= Diocesan record office =

Originally within the United Kingdom the title of diocesan record office would frequently have referred to a church-owned diocesan registry or chancery. This would have been where the episcopal registers, administrative papers and title deeds were preserved under the general superintendence of the diocesan chancellor.

In modern usage it generally refers to an approved repository, frequently operated by a local authority, which has been specially designated by a Church of England bishop for the collection and preservation of historic archives, both from the diocese and also from local ecclesiastical parishes.

==Historical background==

The Parochial Registers and Records Measure 1929 permitted bishops to designate such places as approved repositories for parish records. A new Parochial Registers and Records Measure 1978 made it obligatory to designate at least one diocesan record office in each diocese of the Church of England.

Usually the diocesan record office will now be within a city record office or an ordinary county record office. However, there are some exceptions: the Canterbury Cathedral Library and the Borthwick Institute for Archives at the University of York are similarly designated.
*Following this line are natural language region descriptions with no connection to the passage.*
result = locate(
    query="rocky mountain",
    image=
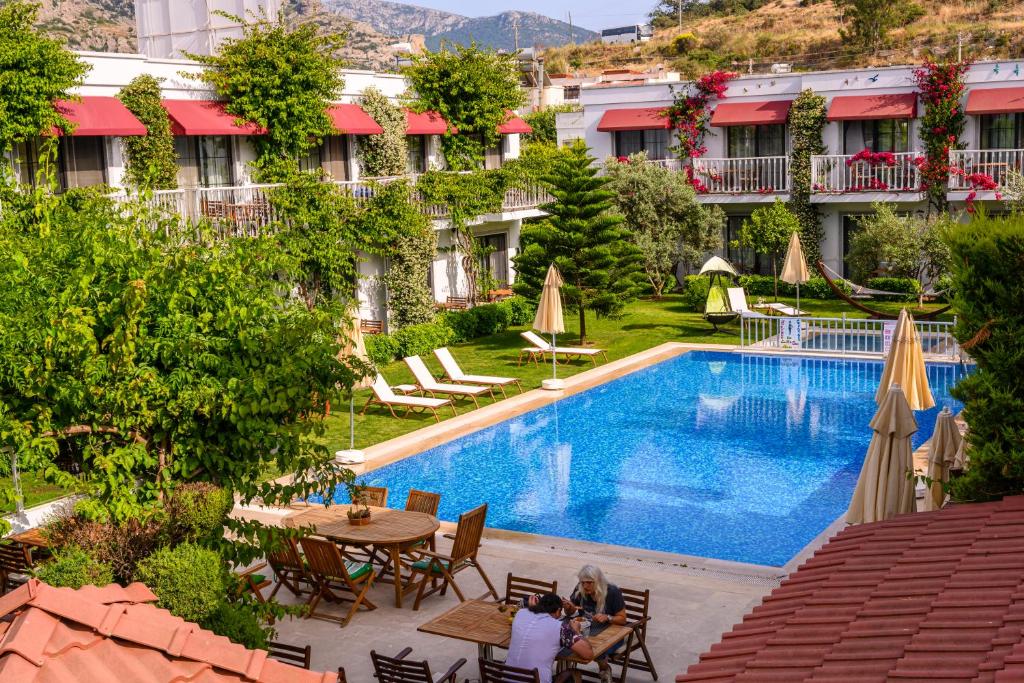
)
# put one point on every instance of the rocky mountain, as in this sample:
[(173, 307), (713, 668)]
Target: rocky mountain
[(499, 31)]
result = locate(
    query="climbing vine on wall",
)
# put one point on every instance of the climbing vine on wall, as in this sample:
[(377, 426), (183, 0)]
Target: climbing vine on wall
[(151, 159), (282, 77), (941, 87), (385, 154), (807, 121)]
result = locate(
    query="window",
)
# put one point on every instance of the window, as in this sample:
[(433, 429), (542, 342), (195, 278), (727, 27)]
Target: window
[(417, 154), (214, 161), (654, 142), (882, 135), (756, 140), (1001, 131), (82, 162), (742, 258), (495, 258)]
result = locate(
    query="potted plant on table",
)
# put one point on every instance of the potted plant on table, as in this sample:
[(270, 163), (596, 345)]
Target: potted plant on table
[(357, 516)]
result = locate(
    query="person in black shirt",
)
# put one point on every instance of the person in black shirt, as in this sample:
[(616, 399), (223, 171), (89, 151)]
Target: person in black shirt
[(601, 602)]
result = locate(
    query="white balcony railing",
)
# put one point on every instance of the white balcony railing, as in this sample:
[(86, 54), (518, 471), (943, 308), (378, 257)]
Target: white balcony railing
[(975, 169), (744, 175), (885, 173)]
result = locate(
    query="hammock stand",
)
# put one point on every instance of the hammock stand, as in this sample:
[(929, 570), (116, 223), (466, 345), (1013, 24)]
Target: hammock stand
[(867, 309)]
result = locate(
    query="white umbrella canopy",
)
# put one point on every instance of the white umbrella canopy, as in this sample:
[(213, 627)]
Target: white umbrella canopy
[(941, 455), (795, 268), (718, 264), (884, 488), (905, 367), (549, 311)]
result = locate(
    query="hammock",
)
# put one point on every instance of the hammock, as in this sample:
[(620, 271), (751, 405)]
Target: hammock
[(841, 293)]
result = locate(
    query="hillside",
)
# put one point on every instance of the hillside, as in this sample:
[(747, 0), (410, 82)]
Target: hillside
[(498, 31), (806, 35)]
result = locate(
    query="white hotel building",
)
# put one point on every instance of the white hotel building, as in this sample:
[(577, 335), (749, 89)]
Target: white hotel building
[(749, 143)]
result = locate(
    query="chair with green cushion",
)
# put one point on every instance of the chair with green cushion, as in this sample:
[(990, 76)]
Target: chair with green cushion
[(433, 565), (336, 579)]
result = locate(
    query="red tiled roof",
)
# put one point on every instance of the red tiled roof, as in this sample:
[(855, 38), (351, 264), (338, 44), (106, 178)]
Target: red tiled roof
[(97, 635), (934, 596)]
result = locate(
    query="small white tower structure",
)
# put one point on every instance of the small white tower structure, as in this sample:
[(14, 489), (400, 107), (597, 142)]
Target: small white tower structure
[(168, 29)]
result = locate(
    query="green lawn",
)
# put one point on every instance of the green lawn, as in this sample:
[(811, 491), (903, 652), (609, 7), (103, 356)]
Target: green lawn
[(646, 324)]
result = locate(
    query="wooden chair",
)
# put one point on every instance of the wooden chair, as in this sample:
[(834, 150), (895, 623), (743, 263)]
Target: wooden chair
[(518, 589), (335, 577), (434, 565), (375, 496), (15, 565), (289, 569), (372, 327), (293, 654), (399, 670), (637, 606), (250, 581), (457, 303)]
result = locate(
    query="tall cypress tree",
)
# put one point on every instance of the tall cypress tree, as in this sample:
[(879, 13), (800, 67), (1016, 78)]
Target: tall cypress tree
[(585, 239)]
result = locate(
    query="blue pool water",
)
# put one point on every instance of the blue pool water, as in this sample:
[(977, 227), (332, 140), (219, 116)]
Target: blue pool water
[(716, 455)]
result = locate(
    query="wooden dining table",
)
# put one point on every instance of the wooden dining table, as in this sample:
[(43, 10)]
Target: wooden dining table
[(482, 623), (390, 530)]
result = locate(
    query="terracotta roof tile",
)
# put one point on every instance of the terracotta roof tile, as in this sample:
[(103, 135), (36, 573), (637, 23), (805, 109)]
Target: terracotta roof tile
[(112, 633), (935, 596)]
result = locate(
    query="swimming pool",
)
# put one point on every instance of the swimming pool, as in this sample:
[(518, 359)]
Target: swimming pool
[(718, 455)]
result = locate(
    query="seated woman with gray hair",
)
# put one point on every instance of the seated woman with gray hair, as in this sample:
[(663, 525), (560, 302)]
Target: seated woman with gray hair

The Parochial Records and Records Measure relates solely to the Church of England. Other churches within the Anglican communion, in Scotland, Wales and elsewhere, normally operate in accordance with their own specialist legislation – as do many other Christian denominations. The status of various Welsh county record offices as diocesan record offices was the result of an agreement with the Representative Body of the Church in Wales, made in 1976, which gave Welsh parishes the option of claiming facsimile copies of their deposited registers.
Prior to that date the only officially recognised Welsh repository had been the National Library of Wales, first designated in 1944.